Justo nessa metade do caminho aconteceu a coisa mais estranha do mundo: me faltaram totalmente as forças nas pernas. Foi como se, de repente, eu não as tivesse mais - ficaram mortas de tudo. Parecia até que alguém as tinha desligado! Caí de joelhos no chão com toda a força e, desse ponto em diante, só minha força de vontade me fez eu me arrastar até a porta, com o molho de chaves tremendo na mão!

Ouvi um dos homens gritar: "O cara pegou a arma no porta luvas do carro!!!" - porque meu marido deve ter se mexido - e não me virei prá trás, prá ver o que aconteceu depois...

Só sei que consegui - não me perguntem como - enfiar a chave na fechadura, rodei e nem precisei abrir - porque a bendita da porta se escancarou, um pouco sozinha e muito pelas mãos dos meus amados filhos, que me levantaram e me arrastaram prá dentro (pois minhas pernas estavam frias e moles, parecendo pernas de uma boneca de pano gigante...).

Meu marido entrou, fechou a porta atrás dele, ligou prá polícia - que não pôde fazer nada, pois os canalhas já tinham se perdido no mundo...

Nunca na vida fui tão beijada, tão abraçada, tão amassada... Meus filhos diziam que eu era uma heroína, meu marido me dizia que eu devia ter fugido prá dentro logo de cara, que eu me expus a um perigo desnecessário - fácil falar...

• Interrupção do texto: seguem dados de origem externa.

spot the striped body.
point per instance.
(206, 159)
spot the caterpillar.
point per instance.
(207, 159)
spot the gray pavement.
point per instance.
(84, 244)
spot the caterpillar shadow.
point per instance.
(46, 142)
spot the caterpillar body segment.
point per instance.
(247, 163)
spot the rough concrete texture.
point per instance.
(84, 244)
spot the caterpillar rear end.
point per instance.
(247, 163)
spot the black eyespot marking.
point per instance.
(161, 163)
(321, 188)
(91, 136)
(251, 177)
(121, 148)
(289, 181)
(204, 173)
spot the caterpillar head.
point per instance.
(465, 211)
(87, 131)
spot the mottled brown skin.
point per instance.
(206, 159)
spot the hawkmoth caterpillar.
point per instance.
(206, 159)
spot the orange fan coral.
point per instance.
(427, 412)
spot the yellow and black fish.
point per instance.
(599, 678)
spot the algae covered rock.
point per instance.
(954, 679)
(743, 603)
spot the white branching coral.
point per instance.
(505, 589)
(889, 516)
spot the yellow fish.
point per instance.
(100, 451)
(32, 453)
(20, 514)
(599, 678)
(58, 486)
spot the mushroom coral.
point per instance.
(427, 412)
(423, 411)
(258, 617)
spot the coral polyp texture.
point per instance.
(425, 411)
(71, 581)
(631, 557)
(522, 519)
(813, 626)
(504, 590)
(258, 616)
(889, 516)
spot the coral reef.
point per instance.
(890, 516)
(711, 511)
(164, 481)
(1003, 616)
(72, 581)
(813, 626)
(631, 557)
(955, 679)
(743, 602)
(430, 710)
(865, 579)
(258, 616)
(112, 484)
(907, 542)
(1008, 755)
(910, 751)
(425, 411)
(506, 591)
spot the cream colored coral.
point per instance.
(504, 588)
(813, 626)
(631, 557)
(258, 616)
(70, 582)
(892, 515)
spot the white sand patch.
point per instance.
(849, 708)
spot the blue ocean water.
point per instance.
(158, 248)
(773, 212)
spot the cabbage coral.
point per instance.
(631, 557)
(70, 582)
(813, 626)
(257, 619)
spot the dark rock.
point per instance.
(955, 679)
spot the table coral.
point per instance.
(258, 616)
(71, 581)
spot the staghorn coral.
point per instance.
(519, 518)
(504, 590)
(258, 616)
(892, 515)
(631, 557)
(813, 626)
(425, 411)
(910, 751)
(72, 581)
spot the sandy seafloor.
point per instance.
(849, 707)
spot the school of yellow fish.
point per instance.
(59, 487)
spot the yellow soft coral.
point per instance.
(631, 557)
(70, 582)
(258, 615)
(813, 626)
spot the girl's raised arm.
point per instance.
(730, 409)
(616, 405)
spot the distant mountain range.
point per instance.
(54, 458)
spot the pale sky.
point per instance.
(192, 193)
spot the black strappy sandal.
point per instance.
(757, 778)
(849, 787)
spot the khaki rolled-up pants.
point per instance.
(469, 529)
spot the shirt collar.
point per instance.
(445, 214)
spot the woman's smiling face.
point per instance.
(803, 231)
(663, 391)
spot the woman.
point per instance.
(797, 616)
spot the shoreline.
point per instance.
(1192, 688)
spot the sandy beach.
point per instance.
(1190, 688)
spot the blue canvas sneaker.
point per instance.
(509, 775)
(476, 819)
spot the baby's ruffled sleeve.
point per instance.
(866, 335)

A gente até fantasia - eu, pelo menos, faço isso - sobre que atitude teria numa hora dessas... Eu me imagino dando uma voadora ninja num desgraçado desses, defendendo minha família com unhas e dentes... Às vezes - pode acreditar, que é verdade! - eu escondo uma tesourinha de bordado no sutiã quando vou abrir a porta, uma agulha fina de crochê... Toda madrugada - quando eu levo a Naninha no metrô - levo comigo meu guarda-chuva gigante, que é prá "sentar na cabeça de uns e outros" se for necessário (e minha família inteira ri de mim por causa dessas coisas, dizem que eu tô velhinha, que eu tô devagar, que antes mesmo de eu esboçar uma reação um bandido me acaba - ô, crueldade da vida, ninguém faz fé em mim...).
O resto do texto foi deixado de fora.